# Interpolate ERA5 pressure level data to 1 deg

This notebook performs conservative interpolation from 0.25 degree to 1.0 degree and prepares the dataset used in the paper.

## Contents
* **Main_file_groups**: upper-air, single-level, and diagnostic variables.
* **Static & physics file**: static variables, required file for running physics-based schemes.
* **Cloud and humidity file group**: ERA5 humidity components (not used in the paper).
* **Bilinear interpolation**: a reference to compare againt the conservative interpolation (not used in the paper).

In [1]:
import os
import sys
import yaml
import dask
import zarr
import numpy as np
import xarray as xr
from glob import glob

In [2]:
import matplotlib.pyplot as plt
%matplotlib inline

In [3]:
import xesmf as xe

## Conservative interpolation

### Main file groups

In [4]:
sys.path.insert(0, os.path.realpath('../libs/'))
import interp_utils as iu

In [5]:
config_name = os.path.realpath('data_config_6h.yml')

with open(config_name, 'r') as stream:
    conf = yaml.safe_load(stream)

year = 1979 # test on one year

In [6]:
base_dir = conf['zarr_opt']['save_loc']
base_dir_1deg = conf['zarr_opt']['save_loc_1deg']

# load all 0.25 deg ERA5 data
zarr_name_surf = base_dir+'surf/ERA5_plevel_6h_surf_{}.zarr'
zarr_name_surf_extra = base_dir+'surf/ERA5_plevel_6h_surf_extend_{}.zarr'
zarr_name_accum = base_dir+'accum/ERA5_plevel_6h_accum_{}.zarr'
zarr_name_forcing = base_dir+'forcing/ERA5_plevel_6h_forcing_{}.zarr'
zarr_name_upper = base_dir+'upper_air/ERA5_plevel_6h_upper_air_{}.zarr'
zarr_name_upper_Q = base_dir+'upper_air/ERA5_plevel_6h_Q_{}.zarr'
zarr_name_static = base_dir+'static/ERA5_plevel_6h_static.zarr'

ds_surf = xr.open_zarr(zarr_name_surf.format(year))
ds_surf_extra = xr.open_zarr(zarr_name_surf_extra.format(year))
ds_accum = xr.open_zarr(zarr_name_accum.format(year))
ds_forcing = xr.open_zarr(zarr_name_forcing.format(year))
ds_upper = xr.open_zarr(zarr_name_upper.format(year))
ds_upper_Q = xr.open_zarr(zarr_name_upper_Q.format(year))
ds_static = xr.open_zarr(zarr_name_static)

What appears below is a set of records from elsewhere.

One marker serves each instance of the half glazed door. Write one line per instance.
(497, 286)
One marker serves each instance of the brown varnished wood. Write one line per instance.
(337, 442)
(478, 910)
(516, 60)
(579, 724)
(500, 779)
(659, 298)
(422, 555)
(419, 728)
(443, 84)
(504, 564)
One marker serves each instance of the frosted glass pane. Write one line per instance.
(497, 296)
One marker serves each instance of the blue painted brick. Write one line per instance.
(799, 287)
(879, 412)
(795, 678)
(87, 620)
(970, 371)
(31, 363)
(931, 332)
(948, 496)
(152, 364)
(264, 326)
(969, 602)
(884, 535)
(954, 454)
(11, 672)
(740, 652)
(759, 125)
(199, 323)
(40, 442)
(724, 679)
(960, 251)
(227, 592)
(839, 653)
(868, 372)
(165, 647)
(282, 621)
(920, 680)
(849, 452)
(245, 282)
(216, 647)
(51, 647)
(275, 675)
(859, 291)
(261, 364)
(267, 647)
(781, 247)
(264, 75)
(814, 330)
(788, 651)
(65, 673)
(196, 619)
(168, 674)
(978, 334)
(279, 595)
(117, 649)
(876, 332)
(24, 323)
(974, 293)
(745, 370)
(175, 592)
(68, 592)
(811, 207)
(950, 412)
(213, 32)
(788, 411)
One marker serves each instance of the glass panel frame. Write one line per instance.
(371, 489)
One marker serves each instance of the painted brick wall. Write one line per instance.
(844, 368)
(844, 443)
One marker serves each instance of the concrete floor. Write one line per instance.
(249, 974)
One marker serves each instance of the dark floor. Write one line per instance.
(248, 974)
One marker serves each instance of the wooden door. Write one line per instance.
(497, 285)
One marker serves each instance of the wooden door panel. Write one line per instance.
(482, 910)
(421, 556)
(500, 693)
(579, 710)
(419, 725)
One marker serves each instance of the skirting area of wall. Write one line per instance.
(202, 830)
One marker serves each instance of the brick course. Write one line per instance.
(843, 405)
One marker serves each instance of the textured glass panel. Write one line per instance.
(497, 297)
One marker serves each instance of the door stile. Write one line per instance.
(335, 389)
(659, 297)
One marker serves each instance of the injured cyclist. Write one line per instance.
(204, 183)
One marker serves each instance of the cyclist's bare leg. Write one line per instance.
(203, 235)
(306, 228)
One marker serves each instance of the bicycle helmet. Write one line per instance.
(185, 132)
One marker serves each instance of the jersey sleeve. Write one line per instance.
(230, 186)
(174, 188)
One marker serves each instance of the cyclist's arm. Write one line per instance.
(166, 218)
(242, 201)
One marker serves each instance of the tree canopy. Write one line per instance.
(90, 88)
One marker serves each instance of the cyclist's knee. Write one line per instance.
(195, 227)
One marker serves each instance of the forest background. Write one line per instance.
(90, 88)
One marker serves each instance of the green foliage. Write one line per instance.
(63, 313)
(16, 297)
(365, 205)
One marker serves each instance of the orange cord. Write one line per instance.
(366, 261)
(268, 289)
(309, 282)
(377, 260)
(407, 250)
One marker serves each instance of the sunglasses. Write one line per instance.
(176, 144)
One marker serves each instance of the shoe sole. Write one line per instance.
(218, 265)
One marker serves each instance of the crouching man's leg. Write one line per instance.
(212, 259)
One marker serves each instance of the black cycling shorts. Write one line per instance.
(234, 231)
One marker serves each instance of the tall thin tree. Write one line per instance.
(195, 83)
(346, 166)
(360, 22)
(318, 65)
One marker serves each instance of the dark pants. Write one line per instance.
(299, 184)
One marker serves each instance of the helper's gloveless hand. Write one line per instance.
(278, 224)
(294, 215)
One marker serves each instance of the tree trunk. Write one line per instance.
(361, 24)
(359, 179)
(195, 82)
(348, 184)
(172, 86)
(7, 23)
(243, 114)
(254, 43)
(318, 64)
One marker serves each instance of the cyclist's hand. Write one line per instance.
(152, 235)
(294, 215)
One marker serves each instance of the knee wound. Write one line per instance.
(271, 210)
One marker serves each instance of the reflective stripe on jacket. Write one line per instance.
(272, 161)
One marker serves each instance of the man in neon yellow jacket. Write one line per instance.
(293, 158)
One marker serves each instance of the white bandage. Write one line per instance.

# merge all and drop SST (this var is not needed)
ds_merge = xr.merge([ds_surf, ds_accum, ds_forcing, ds_upper, ds_upper_Q, ds_surf_extra])
ds_merge = ds_merge.drop_vars('SSTK')

# ======================================================================================= #
# 0.25 deg to 1 deg interpolation using conservative approach

# Define the target 1-degree grid
lon_1deg = np.arange(0, 360, 1)
lat_1deg = np.arange(-90, 91, 1)
target_grid = iu.Grid.from_degrees(lon_1deg, lat_1deg)

lon_025deg = ds_merge['longitude'].values
lat_025deg = ds_merge['latitude'].values[::-1]
source_grid = iu.Grid.from_degrees(lon_025deg, lat_025deg)

regridder = iu.ConservativeRegridder(source=source_grid, target=target_grid)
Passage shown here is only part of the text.